Farmer, campaigner, and educator based in Zimbabwe

Chido Govera is a farmer, campaigner, and educator based in Zimbabwe. The founder of The Future of Hope Foundation, she has promoted mushroom cultivation as a sustainable source of food and income in impoverished regions of the world.

==Early life and education==
Born in 1986 in Zimbabwe, Chido Govera was orphaned at age seven when her mother died from AIDS. She then lived with her grandmother and her brother, but she endured abuse at the hands of family members forcing her to leave school at age nine to work full-time, "digging in people’s fields all to get a small bowl of maize meal". When she was ten, one of her mother's sisters suggested marriage to a man thirty years her senior, but Govera refused, afraid to leave her grandmother and her younger brother.
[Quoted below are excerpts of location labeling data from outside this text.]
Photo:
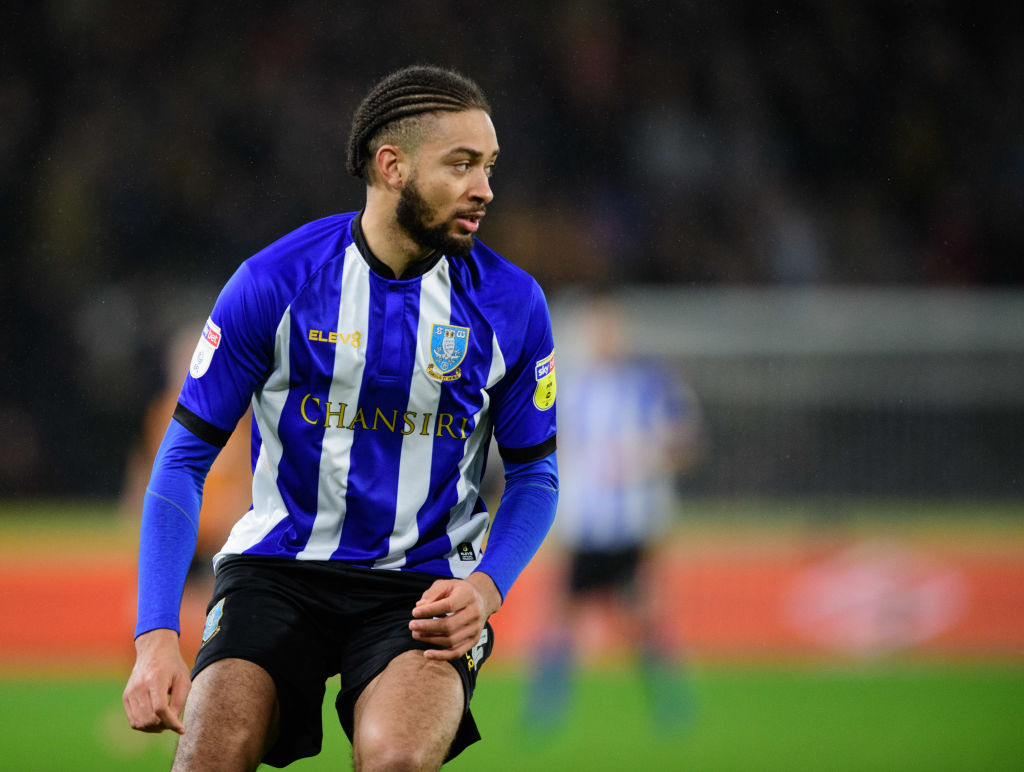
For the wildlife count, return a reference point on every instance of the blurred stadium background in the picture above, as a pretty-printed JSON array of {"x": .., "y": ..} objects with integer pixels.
[{"x": 813, "y": 212}]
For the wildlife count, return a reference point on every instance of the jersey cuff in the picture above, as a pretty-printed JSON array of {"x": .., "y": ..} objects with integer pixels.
[
  {"x": 201, "y": 427},
  {"x": 526, "y": 455}
]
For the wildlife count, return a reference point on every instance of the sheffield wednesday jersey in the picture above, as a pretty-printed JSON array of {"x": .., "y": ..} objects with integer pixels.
[{"x": 374, "y": 398}]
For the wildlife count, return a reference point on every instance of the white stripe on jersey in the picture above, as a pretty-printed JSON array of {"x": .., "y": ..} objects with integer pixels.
[
  {"x": 349, "y": 363},
  {"x": 268, "y": 507},
  {"x": 414, "y": 464}
]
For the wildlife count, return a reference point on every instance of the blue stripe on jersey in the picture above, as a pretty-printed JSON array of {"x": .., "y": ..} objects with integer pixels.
[{"x": 373, "y": 481}]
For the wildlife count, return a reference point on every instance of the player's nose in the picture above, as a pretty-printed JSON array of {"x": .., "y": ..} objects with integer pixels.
[{"x": 480, "y": 187}]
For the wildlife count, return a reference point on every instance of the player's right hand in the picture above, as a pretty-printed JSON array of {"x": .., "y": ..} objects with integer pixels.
[{"x": 159, "y": 684}]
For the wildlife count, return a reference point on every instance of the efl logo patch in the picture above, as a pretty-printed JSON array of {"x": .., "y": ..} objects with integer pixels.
[
  {"x": 209, "y": 342},
  {"x": 544, "y": 372},
  {"x": 448, "y": 349},
  {"x": 212, "y": 626}
]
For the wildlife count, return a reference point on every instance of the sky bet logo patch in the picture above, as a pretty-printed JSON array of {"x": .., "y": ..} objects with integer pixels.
[
  {"x": 209, "y": 342},
  {"x": 544, "y": 372}
]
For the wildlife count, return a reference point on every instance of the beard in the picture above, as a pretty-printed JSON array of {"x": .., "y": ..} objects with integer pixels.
[{"x": 413, "y": 213}]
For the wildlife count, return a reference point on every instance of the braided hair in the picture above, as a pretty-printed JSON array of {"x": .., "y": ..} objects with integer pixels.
[{"x": 391, "y": 112}]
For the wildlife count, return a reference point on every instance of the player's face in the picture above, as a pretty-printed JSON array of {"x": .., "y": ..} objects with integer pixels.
[{"x": 446, "y": 194}]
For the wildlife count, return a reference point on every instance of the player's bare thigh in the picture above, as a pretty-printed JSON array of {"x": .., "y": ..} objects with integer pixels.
[
  {"x": 230, "y": 718},
  {"x": 408, "y": 716}
]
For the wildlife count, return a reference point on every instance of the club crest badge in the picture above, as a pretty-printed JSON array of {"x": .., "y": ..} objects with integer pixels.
[
  {"x": 448, "y": 349},
  {"x": 544, "y": 374},
  {"x": 208, "y": 344},
  {"x": 212, "y": 626}
]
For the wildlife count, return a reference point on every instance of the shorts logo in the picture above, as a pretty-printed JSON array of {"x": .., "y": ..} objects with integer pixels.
[
  {"x": 209, "y": 342},
  {"x": 475, "y": 655},
  {"x": 544, "y": 373},
  {"x": 448, "y": 349},
  {"x": 212, "y": 626}
]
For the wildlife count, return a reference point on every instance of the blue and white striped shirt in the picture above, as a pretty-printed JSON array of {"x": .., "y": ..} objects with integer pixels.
[{"x": 374, "y": 398}]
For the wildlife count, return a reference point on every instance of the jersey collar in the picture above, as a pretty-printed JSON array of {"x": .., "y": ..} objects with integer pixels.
[{"x": 379, "y": 266}]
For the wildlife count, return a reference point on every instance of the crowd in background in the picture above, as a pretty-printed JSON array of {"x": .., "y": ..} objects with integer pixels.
[{"x": 146, "y": 149}]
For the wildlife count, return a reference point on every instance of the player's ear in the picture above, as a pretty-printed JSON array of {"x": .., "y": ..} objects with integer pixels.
[{"x": 392, "y": 166}]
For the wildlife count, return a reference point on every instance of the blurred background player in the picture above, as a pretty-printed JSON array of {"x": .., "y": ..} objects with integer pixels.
[{"x": 628, "y": 429}]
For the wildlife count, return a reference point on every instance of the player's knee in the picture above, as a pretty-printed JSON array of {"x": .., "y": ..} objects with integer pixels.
[{"x": 380, "y": 749}]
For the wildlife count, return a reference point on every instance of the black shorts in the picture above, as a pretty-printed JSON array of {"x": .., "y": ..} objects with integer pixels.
[
  {"x": 304, "y": 622},
  {"x": 592, "y": 570}
]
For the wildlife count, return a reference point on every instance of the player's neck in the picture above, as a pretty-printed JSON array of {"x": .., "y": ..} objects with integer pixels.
[{"x": 388, "y": 241}]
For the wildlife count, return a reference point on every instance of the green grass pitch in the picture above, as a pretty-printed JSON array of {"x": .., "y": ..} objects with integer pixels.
[{"x": 881, "y": 717}]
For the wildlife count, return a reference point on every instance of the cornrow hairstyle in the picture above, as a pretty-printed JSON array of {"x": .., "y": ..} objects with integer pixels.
[{"x": 408, "y": 93}]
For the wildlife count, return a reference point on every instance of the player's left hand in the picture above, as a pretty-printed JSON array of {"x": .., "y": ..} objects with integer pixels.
[{"x": 452, "y": 614}]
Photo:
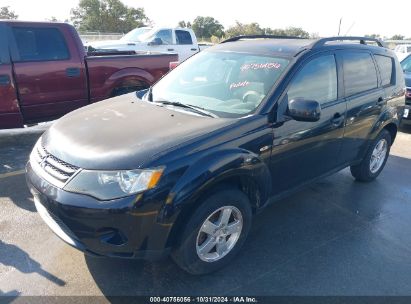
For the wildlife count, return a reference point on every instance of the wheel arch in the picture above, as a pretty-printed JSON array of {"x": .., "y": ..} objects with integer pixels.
[{"x": 253, "y": 180}]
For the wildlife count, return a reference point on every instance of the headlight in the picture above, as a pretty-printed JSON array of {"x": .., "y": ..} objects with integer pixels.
[{"x": 107, "y": 185}]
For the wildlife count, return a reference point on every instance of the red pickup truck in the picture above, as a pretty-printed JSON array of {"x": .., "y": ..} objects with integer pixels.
[{"x": 45, "y": 72}]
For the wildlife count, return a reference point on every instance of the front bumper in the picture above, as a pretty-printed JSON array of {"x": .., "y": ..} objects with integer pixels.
[{"x": 126, "y": 227}]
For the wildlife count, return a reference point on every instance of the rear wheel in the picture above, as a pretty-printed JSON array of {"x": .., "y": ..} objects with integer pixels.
[
  {"x": 375, "y": 159},
  {"x": 215, "y": 233}
]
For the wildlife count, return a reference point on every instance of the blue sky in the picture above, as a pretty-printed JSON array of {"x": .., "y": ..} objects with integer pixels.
[{"x": 315, "y": 16}]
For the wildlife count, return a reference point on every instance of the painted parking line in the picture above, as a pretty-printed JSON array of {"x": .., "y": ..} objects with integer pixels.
[{"x": 13, "y": 173}]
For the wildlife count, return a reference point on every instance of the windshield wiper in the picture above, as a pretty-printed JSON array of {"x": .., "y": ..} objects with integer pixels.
[
  {"x": 196, "y": 109},
  {"x": 150, "y": 94}
]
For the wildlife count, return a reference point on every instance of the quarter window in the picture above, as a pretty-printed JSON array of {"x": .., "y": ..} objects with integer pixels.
[
  {"x": 316, "y": 81},
  {"x": 359, "y": 73},
  {"x": 183, "y": 37},
  {"x": 386, "y": 69},
  {"x": 165, "y": 36},
  {"x": 40, "y": 44}
]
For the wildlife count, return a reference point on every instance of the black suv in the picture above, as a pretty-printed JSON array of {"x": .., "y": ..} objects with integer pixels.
[{"x": 182, "y": 167}]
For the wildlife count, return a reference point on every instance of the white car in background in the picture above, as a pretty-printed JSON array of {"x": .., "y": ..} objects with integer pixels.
[
  {"x": 402, "y": 51},
  {"x": 165, "y": 40}
]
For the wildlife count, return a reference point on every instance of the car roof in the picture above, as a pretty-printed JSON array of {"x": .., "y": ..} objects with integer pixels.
[
  {"x": 284, "y": 47},
  {"x": 291, "y": 47}
]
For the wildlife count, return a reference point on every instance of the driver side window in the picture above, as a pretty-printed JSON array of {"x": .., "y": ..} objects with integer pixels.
[{"x": 317, "y": 80}]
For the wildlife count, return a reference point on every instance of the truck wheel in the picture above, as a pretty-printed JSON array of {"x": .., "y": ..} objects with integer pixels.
[
  {"x": 215, "y": 233},
  {"x": 375, "y": 159}
]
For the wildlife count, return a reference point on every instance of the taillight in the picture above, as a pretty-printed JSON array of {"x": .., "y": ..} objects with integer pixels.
[{"x": 173, "y": 64}]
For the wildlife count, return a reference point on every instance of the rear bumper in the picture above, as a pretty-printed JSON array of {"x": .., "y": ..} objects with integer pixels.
[{"x": 126, "y": 228}]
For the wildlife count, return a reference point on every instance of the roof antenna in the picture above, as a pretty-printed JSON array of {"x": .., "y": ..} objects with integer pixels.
[{"x": 349, "y": 29}]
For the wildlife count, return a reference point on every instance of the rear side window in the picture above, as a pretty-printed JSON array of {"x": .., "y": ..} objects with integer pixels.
[
  {"x": 165, "y": 36},
  {"x": 316, "y": 81},
  {"x": 359, "y": 73},
  {"x": 40, "y": 44},
  {"x": 386, "y": 66},
  {"x": 183, "y": 37}
]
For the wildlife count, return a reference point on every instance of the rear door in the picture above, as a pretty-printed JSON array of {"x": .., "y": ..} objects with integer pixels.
[
  {"x": 365, "y": 99},
  {"x": 50, "y": 75},
  {"x": 10, "y": 116},
  {"x": 185, "y": 45}
]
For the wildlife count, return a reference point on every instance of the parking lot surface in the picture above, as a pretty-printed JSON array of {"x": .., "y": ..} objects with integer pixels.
[{"x": 335, "y": 237}]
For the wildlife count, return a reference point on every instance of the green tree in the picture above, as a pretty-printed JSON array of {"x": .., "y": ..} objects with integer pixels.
[
  {"x": 397, "y": 37},
  {"x": 52, "y": 19},
  {"x": 244, "y": 29},
  {"x": 205, "y": 27},
  {"x": 7, "y": 13},
  {"x": 107, "y": 16}
]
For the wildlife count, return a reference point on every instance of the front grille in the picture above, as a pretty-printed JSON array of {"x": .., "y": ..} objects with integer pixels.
[{"x": 50, "y": 167}]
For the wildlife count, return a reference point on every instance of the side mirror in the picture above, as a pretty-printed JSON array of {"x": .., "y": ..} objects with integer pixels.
[
  {"x": 301, "y": 109},
  {"x": 156, "y": 41}
]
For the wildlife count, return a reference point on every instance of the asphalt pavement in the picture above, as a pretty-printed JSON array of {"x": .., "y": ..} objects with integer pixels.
[{"x": 335, "y": 237}]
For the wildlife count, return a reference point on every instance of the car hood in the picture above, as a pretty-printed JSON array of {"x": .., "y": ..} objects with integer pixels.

In 1998 at age eleven, with the help of a woman from the local United Methodist Church, she enrolled in a week-long program at Africa University in Mutare, Zimbabwe, financed by Gunter Pauli and the ZERI Foundation, There she learn how to colonise oyster mushrooms (Pleurotus ostreatus) using corn stalk waste products.

== Career ==
After working in the university's lab between the ages of 12 and 16 years, she was not only able to feed her own family, she was able to teach other orphans to raise mushrooms successfully. Govera taught mushroom culture from cornstalk waste to people from her native Zimbabwe, and her educational efforts have also included use of coffee waste, and have reached people in Australia, Tanzania, the Congo, South Africa, India, Colombia, Serbia and China. She has been credited with "pioneering new techniques, for example growing mushrooms from coffee grounds for commercial use".

Govera has published a memoir, The Future of Hope and established a foundation by the same name.

== Awards ==
In 2009, Govera received the "Sustainability Award" by the Specialty Coffee Association of America, "for her sustainable project of reusing organic waste from the coffee industry to cultivate mushrooms". She also won the Yo Dona magazine "Humanitarian award" in June, 2011, as a "Zimbabwean orphan who is dedicated to helping orphans overcome adversity and live fruitful lives".